The durability of flapping mechanisms is also an issue. One of the goals of bioengineering research is to create long-lasting flapping mechanisms that enable reliable flight. However, current materials and fabrication techniques are not yet able to meet the long-term operational requirements of flapping wing mechanisms. Challenges facing flapping wing mechanisms include fatigue and material loss, as well as structural weaknesses and components that are susceptible to failure during manufacturing.

Current materials and manufacturing technology do not meet the long-term operating requirements of flapping wing mechanisms. (Illustration photo).

The practical applications of the dragonfly aircraft are limited and may not be of practical significance.

Limitation 1: Each flap of a dragonfly's wings costs a lot of energy. Dragonflies have a large number of muscles in their bodies that allow them to flap their wings rapidly. However, in the field of robotics, achieving similar flutter speeds requires a large amount of electricity. Current power technologies have yet to provide lightweight, efficient batteries or other power solutions, so the practicality of dragonfly aircraft is severely limited.

Limitation 2: The stability of the dragonfly aircraft is another challenge. Dragonflies can maintain stability by adjusting the shape and angle of their wings during flight.
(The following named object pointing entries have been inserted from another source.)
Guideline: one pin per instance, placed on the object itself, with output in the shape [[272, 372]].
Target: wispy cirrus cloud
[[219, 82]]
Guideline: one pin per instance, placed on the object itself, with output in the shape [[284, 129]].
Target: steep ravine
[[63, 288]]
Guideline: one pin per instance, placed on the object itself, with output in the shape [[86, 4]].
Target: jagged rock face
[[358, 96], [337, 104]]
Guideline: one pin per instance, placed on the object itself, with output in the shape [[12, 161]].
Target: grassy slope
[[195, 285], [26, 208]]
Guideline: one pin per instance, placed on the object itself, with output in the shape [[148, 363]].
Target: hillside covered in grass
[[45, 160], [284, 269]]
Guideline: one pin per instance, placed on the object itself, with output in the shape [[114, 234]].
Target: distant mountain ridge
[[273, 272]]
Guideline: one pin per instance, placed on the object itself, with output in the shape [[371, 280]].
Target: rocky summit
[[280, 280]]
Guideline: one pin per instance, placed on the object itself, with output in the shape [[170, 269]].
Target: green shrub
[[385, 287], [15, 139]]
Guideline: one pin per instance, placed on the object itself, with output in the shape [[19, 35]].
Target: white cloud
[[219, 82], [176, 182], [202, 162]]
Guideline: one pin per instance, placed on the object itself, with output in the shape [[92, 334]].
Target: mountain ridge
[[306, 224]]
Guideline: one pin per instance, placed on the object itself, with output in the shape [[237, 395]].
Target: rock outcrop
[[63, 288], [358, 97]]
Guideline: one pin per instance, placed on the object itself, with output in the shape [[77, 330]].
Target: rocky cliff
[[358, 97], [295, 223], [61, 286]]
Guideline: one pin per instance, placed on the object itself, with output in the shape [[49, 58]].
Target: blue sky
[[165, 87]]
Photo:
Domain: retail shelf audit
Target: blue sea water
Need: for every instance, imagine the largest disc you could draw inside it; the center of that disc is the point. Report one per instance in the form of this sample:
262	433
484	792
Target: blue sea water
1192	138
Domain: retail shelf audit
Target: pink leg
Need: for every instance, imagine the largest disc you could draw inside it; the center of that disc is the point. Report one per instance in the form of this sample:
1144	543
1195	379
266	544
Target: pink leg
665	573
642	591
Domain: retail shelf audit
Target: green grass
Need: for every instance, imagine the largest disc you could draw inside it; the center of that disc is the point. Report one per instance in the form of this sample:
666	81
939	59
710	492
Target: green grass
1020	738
However, in the case of robots, it is not easy to accurately mimic the flight posture of dragonflies. Current robotic technology still needs to be improved in terms of complex aerodynamics and attitude control, which makes the application of dragonfly aircraft in practice difficult.

The practicality of the dragonfly aircraft is severely limited. (Illustration photo).

Limitation 3: The body structure of a dragonfly is very delicate and can carry its body, wings, sensors, etc. lightly. However, turning this fragile structure into a robot is a huge challenge. Current technology cannot yet reproduce similar dimensions and payloads, which limits the practical application of dragonfly aircraft.